La plainte visant Gianni Infantino, président de la Fédération internationale de football association (FIFA) depuis 2016, a trouvé un premier écho institutionnel du côté du Comité international olympique (CIO). L’instance, gardienne du mouvement olympique et interlocutrice historique des fédérations sportives mondiales, a fait connaître sa position sur ce dossier sensible qui agite les couloirs de Zurich et les rédactions spécialisées. Sa réponse, mesurée, renvoie le litige aux mécanismes internes du football mondial plutôt qu’à un arbitrage extérieur.

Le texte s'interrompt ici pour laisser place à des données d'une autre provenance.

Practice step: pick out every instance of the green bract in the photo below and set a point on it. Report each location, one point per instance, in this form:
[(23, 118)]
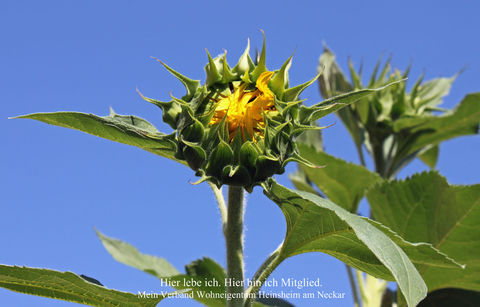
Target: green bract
[(235, 149), (239, 128), (397, 125)]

Le CIO renvoie la FIFA à ses propres mécanismes de gouvernance
La position exprimée par le CIO se fonde sur un principe cardinal du sport international : l’autonomie des fédérations. Chaque organisation faîtière dispose de ses propres organes disciplinaires, éthiques et statutaires, et le comité basé à Lausanne n’a pas vocation à s’y substituer. Concrètement, une plainte contre un dirigeant fédéral doit d’abord être instruite au sein de la structure concernée, en l’occurrence la commission d’éthique de la FIFA.
Cette lecture n’a rien d’inédit. Le CIO a régulièrement rappelé, ces dernières années, qu’il ne pouvait intervenir qu’en cas de manquement grave aux principes de la Charte olympique ou lorsqu’une fédération se trouve dans l’incapacité manifeste de traiter un dossier. Pour l’heure, aucun de ces seuils n’a été franchi concernant le patron du football mondial. La procédure devra donc suivre son cours dans l’écosystème de la FIFA, dont les règles internes prévoient plusieurs paliers de recours.
Gianni Infantino, une présidence sous surveillance permanente
Depuis son accession à la tête de la FIFA après la chute de Joseph Blatter, l’ancien secrétaire général de l’UEFA fait l’objet d’une attention critique constante. Élu en 2016 dans un contexte de crise ouverte par le scandale du FIFAgate, il s’est employé à repositionner l’institution, avec une stratégie commerciale offensive, une expansion des compétitions et un rapprochement diplomatique assumé avec plusieurs puissances hôtes de tournois majeurs. Cette trajectoire lui a valu autant de soutiens que de contestations.
Les plaintes visant sa gouvernance ne sont pas une nouveauté. Par le passé, des enquêtes ont été ouvertes en Suisse concernant ses relations avec les autorités judiciaires helvétiques, sans déboucher sur une mise en cause pénale. Chaque nouveau signalement est cependant scruté à la loupe, tant la FIFA reste un objet politique et économique global, dont les décisions engagent des dizaines de milliards de dollars de droits télévisés, de sponsoring et d’infrastructures.
Un signal politique pour la gouvernance du sport mondial
La prise de position du CIO comporte une dimension qui dépasse le seul cas Infantino. En refusant de s’immiscer, l’organisation présidée par Kirsty Coventry, qui a succédé à Thomas Bach en 2025, réaffirme la doctrine de subsidiarité entre le mouvement olympique et les fédérations internationales. Cette doctrine protège l’autonomie du sport, mais elle expose aussi ces fédérations à la critique lorsque leurs procédures internes paraissent insuffisamment indépendantes.
Pour les fédérations africaines et moyen-orientales, souvent parties prenantes des équilibres politiques au sein de la FIFA, le message est double. D’un côté, la stabilité institutionnelle actuelle de Zurich n’est pas menacée par un arbitrage extérieur. De l’autre, la pression réputationnelle sur le président sortant reste réelle, à l’heure où le Maroc s’apprête à co-organiser la Coupe du monde 2030 avec l’Espagne et le Portugal, et où l’Arabie saoudite prépare l’édition 2034. Ces échéances placent la crédibilité de la gouvernance du football mondial au cœur d’enjeux géopolitiques et financiers considérables.
Reste que la ligne défendue par Lausanne pourrait évoluer si de nouveaux éléments venaient étayer la plainte, ou si les organes internes de la FIFA se montraient incapables de la traiter dans un délai raisonnable. Pour l’instant, la balle est renvoyée dans le camp de la fédération, sous le regard attentif des sponsors, des confédérations continentales et des gouvernements engagés dans les prochaines compétitions planétaires. Selon Seneweb.